Based on this output, we can see the index of the node, the IO Block size and the amount of blocks for the file.
With this new knowledge, I did some further research. Turns out, there is a command that allows us to find the physical location on our partition:

filefrag -v testfile

Filesystem type is: ef53
File size of testfile is 9 (1 block of 4096 bytes)
 ext:     logical_offset:        physical_offset: length:   expected: flags:
   0:        0..       0:   39519538..  39519538:      1:             last,eof
testfile: 1 extent found

Read the content of the disk location the file was previously stored

Now we know how big the offset from our physical start address is (39519538). This should be all the information we need. In theory, all we have to do form here is to read a bunch of bytes at the known physical offset from our partition. First, I had to figure out, what the name of my actual partition is:

df .

Filesystem     1K-blocks      Used Available Use% Mounted on
/dev/nvme0n1p2 490617784 240765100 224857204  52% /

Based on this information, we can use the dd command, to finally read the data we’ve been looking for:

sudo dd bs=4k skip=39519538 count=1 if=/dev/nvme0n1p2

test1234
1+0 records in
1+0 records out
4096 bytes (4,1 kB, 4,0 KiB) copied, 3,6266e-05 s, 113 MB/s

Now we can test if deleting the file removes the data or not. To do this, I simply created a file, looked up all the location information I needed and then deleted it again.

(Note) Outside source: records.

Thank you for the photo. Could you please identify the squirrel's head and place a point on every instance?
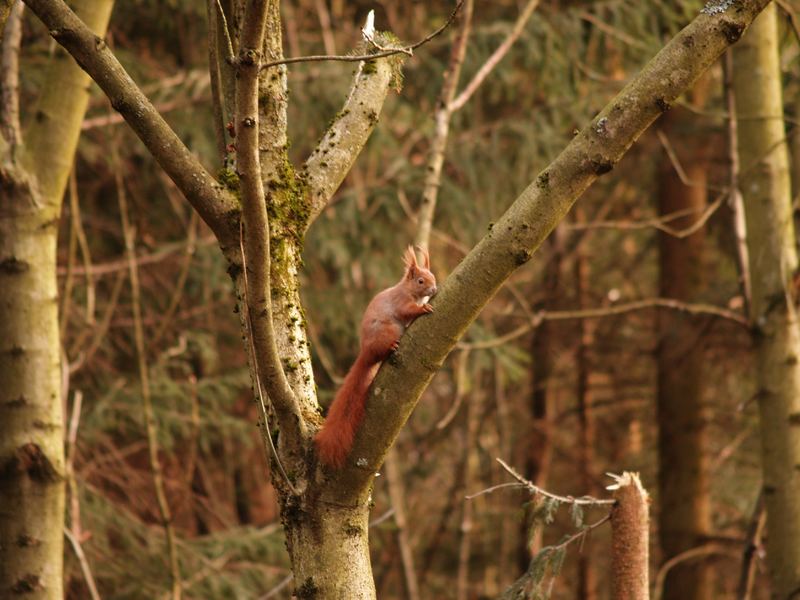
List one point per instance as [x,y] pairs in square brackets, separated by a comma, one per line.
[419,276]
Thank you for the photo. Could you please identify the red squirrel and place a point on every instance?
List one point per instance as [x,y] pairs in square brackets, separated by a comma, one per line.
[386,317]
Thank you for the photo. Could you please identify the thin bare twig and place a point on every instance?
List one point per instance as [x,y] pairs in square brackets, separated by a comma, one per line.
[83,244]
[9,78]
[608,311]
[659,223]
[536,490]
[735,198]
[85,569]
[687,555]
[358,58]
[177,293]
[495,58]
[753,542]
[144,377]
[438,144]
[494,488]
[231,55]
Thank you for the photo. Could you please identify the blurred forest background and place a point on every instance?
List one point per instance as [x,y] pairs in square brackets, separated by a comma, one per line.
[563,396]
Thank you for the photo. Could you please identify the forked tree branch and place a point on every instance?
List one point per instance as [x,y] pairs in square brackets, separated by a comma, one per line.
[267,361]
[408,50]
[513,238]
[332,159]
[217,207]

If we want to actually be able to recover the data from a delete file, reading the known offset must still contain the wanted information: poc Looks like we are lucky and actually able to read a ‘deleted’ file this way.

However, this is only the first part of the deal. Let us assume that we want to read a file that has already been deleted before we looked up the physical offset. Then based on our current method, we have no way of figuring out where we have to look for our data. This is where I decided to use a typical brute force approach and simply search on the entire partition for a specific sequence of characters.

In this case, we know that the data consists of the string “test1234”. So we should be able to recover the bytes that represent these characters.